Thursday, July 15, 2004

Thoughts on federalism after the Reconstruction amendments.

The observation that the content of American federalism was fundamentally changed with the inclusion of the Reconstruction amendments (13th-15th) seems to me both compelling and misleading. The argument runs roughly along these lines: the Constitution, as ratified (along with the Bill of Rights) in 1789 created a government defined by separation of powers on two levels: first, between the arms of government (executive, legislative, judicial); second, between the loci of government (state and federal). The Federalist Papers and other documents penned by the founders suggest that the separation of power between the state and federal governments was a core principle of the new American government, designed both to give a decent respect to the sovereignty of the states, as well as to safeguard citizens from tyranny. The Bill of Rights, appropriately enough, applied only as a check on the federal government. Looked at more simply, the Constitution created a federal government whose power was checked in three ways: by the power of the states, by the rights of the people, and by direct limitations placed on each branch.

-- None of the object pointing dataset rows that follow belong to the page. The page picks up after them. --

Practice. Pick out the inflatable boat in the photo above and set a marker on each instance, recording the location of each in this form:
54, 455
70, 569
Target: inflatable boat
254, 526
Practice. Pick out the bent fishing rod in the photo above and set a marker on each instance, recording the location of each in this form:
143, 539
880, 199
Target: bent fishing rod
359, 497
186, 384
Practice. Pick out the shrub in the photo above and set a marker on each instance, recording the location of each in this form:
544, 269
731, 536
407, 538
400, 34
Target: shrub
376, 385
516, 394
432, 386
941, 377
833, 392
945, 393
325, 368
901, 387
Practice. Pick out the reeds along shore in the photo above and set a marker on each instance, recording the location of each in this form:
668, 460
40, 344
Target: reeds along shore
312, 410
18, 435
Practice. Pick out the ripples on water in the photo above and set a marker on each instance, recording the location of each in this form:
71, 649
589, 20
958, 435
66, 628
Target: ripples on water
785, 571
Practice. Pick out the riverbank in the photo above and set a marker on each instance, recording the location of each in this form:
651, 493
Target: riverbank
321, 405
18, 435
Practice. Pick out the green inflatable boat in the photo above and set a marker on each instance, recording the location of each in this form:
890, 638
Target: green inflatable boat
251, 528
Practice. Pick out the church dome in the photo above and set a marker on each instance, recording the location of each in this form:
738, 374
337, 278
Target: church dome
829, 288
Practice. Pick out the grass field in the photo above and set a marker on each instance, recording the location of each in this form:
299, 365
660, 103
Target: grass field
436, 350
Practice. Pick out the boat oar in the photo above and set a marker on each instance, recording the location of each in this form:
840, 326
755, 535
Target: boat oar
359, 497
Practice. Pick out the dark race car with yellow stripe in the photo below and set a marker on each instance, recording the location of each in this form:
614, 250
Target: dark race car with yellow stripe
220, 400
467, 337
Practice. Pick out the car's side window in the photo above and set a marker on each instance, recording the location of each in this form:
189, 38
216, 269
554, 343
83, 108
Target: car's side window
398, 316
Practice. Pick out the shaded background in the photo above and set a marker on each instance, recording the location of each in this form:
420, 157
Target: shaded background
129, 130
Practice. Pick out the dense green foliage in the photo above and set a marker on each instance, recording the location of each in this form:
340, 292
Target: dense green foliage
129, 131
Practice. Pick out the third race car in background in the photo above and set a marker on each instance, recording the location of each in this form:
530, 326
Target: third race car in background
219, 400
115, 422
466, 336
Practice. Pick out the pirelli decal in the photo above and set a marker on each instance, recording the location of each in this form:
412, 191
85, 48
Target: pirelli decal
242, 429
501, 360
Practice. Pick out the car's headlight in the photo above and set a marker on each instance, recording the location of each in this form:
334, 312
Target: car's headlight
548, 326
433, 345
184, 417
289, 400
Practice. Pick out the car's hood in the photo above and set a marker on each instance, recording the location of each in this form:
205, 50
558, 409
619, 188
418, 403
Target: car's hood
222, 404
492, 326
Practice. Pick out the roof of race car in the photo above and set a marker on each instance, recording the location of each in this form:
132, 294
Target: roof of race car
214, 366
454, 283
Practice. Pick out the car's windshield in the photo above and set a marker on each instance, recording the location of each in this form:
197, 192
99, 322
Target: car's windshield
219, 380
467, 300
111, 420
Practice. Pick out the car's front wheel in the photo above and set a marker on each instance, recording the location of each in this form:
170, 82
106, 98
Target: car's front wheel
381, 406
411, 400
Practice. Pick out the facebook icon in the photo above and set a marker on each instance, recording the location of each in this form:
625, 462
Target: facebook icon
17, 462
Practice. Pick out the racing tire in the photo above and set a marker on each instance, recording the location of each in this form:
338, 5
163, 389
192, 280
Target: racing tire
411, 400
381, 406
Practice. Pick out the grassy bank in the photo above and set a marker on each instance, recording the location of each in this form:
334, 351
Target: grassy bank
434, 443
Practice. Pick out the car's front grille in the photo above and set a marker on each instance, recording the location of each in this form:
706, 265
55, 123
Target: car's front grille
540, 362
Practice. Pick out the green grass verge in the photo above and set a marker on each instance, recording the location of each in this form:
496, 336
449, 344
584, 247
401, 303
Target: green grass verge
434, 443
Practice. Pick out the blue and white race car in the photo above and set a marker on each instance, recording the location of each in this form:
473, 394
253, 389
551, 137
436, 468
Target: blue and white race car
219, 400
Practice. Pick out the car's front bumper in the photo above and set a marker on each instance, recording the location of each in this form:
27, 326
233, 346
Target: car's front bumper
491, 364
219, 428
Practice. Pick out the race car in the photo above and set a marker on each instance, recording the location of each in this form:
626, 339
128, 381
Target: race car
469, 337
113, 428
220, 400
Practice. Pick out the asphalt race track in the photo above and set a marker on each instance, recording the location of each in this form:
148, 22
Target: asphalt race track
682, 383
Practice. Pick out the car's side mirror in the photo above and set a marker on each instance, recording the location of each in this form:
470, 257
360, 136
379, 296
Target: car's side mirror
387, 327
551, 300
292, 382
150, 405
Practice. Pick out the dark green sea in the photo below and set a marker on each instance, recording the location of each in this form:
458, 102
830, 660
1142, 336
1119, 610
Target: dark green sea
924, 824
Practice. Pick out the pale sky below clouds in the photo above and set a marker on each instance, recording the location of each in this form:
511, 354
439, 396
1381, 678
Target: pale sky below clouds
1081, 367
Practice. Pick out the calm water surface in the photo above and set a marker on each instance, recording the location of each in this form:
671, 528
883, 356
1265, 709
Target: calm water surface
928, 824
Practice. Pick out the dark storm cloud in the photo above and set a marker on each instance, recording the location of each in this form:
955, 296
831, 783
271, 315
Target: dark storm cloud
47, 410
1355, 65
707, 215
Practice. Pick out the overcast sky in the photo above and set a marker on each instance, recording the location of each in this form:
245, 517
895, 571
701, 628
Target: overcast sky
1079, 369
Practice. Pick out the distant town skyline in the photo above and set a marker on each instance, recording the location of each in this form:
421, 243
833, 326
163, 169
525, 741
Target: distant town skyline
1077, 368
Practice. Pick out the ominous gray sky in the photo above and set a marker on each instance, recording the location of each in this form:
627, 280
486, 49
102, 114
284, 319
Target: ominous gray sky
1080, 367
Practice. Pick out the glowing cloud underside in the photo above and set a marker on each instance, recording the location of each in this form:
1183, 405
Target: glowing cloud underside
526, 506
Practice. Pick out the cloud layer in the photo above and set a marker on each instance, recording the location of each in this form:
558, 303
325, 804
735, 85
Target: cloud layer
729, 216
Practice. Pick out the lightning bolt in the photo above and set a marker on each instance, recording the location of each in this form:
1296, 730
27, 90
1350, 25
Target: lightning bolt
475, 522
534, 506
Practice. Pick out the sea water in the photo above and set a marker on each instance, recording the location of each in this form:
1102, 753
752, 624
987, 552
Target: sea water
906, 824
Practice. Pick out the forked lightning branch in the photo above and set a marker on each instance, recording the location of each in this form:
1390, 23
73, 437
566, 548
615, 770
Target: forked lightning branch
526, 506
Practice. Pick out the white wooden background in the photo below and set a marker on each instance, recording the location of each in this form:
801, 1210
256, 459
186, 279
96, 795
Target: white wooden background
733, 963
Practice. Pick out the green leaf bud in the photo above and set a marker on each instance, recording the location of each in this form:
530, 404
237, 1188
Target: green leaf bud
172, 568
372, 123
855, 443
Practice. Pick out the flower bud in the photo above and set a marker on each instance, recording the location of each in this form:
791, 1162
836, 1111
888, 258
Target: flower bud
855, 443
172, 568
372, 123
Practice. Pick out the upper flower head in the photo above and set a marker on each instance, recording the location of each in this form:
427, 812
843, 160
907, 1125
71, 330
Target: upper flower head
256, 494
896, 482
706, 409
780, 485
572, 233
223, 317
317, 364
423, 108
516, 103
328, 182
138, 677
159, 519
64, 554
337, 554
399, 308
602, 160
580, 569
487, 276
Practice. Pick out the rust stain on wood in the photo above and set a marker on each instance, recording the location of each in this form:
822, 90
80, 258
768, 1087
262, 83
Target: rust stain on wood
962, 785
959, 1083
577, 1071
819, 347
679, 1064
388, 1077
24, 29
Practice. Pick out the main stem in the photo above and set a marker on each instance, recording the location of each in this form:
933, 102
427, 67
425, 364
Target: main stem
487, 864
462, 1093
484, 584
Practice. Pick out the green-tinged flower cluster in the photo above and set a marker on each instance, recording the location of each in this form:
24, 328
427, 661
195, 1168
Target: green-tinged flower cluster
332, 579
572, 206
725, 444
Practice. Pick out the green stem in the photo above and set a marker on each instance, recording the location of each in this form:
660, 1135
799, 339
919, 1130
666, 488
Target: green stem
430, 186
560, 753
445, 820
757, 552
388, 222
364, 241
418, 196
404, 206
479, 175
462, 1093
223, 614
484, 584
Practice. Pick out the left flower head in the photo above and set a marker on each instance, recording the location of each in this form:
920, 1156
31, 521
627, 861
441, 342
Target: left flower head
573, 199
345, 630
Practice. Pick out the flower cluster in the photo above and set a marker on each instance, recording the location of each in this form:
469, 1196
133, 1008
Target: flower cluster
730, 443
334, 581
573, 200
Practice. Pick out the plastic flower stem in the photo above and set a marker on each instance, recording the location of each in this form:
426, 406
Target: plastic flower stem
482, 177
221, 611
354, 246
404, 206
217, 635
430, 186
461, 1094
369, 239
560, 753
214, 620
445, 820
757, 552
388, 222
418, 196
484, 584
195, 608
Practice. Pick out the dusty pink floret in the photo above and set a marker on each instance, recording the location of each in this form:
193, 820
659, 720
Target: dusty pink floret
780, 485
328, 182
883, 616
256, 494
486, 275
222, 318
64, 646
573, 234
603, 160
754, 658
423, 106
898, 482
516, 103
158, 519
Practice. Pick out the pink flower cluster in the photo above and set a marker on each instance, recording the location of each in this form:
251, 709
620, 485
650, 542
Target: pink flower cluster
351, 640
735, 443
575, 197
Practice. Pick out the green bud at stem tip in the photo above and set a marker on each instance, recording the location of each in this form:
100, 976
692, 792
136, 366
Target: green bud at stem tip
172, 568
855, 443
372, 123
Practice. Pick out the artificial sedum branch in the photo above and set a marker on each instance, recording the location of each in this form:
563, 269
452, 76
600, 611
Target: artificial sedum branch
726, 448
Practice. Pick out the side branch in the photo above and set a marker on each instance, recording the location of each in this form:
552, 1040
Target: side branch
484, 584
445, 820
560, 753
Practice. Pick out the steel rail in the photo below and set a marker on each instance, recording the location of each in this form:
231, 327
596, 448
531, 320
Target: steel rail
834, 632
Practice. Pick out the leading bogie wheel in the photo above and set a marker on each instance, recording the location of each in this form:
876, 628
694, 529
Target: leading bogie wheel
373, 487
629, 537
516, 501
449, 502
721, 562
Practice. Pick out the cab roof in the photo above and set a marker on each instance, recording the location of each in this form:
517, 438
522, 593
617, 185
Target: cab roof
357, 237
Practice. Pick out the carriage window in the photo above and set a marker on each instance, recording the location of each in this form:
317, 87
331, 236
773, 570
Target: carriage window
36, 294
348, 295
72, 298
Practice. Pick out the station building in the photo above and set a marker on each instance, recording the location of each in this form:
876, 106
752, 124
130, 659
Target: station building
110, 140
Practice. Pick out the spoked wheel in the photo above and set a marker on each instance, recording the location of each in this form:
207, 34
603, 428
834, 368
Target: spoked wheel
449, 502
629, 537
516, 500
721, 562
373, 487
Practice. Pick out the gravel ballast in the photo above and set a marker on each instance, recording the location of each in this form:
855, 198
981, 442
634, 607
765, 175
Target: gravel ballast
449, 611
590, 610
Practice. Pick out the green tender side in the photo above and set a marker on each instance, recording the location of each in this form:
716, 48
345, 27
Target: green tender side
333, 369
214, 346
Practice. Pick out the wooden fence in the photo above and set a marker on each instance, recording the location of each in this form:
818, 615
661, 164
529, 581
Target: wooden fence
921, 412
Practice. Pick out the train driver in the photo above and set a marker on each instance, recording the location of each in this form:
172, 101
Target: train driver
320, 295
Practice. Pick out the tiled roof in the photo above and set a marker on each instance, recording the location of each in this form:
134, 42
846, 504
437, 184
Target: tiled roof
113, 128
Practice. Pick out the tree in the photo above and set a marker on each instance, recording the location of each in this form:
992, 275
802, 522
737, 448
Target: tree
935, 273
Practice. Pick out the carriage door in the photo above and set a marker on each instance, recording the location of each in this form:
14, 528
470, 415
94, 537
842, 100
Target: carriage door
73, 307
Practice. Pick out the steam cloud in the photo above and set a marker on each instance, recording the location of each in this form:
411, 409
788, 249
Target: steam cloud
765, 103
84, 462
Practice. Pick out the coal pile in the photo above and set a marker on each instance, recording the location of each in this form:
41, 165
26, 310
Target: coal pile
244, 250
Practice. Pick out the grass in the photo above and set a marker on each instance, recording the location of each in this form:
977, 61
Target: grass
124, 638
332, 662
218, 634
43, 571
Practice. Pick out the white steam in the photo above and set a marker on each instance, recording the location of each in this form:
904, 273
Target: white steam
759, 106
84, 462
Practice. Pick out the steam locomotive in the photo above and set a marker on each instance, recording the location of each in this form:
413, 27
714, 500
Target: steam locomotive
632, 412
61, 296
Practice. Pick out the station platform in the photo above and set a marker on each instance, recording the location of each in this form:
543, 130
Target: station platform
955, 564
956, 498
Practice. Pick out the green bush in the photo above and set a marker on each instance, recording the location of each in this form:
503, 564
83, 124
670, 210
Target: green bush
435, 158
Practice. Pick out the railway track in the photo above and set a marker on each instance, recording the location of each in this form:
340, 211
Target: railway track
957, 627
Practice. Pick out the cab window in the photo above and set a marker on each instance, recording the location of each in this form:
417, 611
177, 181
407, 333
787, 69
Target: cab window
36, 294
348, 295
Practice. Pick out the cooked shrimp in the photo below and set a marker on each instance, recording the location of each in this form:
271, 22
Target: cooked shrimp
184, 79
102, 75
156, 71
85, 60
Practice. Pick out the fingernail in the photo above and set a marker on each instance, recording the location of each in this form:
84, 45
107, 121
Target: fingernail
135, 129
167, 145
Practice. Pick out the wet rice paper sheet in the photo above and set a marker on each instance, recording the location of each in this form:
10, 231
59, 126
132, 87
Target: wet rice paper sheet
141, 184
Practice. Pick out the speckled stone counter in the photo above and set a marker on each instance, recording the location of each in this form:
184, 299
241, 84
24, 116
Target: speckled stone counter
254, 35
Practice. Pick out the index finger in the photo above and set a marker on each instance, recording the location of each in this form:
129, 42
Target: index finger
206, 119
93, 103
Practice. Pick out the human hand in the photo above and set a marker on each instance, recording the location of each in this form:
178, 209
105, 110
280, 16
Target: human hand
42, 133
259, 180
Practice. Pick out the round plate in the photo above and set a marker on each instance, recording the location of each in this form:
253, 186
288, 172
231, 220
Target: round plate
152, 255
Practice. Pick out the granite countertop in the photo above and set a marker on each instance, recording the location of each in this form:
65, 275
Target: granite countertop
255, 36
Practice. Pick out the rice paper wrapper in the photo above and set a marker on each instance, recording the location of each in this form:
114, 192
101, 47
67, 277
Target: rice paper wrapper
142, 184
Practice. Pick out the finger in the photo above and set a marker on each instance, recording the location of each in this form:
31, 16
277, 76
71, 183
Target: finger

The Reconstruction amendments—foremost among them the 14th—changed all of that (so the argument runs). The intent of the 14th amendment was to curb the power of the states; to make the federal government more powerful and give it a sort of supremacy over the states. Whatever arguments there may be for state sovereignty, states rights, or the idea of a limited federal government checked in part by the states were seriously undercut by an amendment that placed checks directly on the states, in favor of the federal government.

This doesn’t seem right to me. Indeed, the 14th amendment does place a check on the states, but not in a way that undercuts federalism. Looked at structurally, the Constitution post-Reconstruction does not undercut the federalist system in favor of the federal government, but rather places an additional check on the states in favor of individual rights. I’m not sure if the intent was necessarily to give primacy to the federal government over the states (that is, to lessen the state as a check on the federal government), but jurisprudentially it seems that the 14th amendment has done (and ought to do) nothing to prevent states from placing a direct check on the federal government. Indirectly, of course, this may be its effect: if Congress can pass legislation that protects individuals from, for example, racial discrimination pursuant to the 14th amendment, then certainly states must abide by it. (However, I fail to see how that would be different than the effect of a Federal law in light of the Supremacy clause.) But directly, the purpose and effect of the 14th amendment is to universalize individual rights, enshrined in the Bill of Rights.

This does not undercut federalism. I fail to see how the historical arguments in favor of a robust federalism—insofar as by federalism we mean that state power acts as a check on federal power—are undercut by the Reconstruction amendments. One could, however, make an argument that the 14th amendment creates a more populist government than existed before. Populism may be a check on federalism, but it seems to me that it would only be so in a strictly cultural, and not constitutional, sense.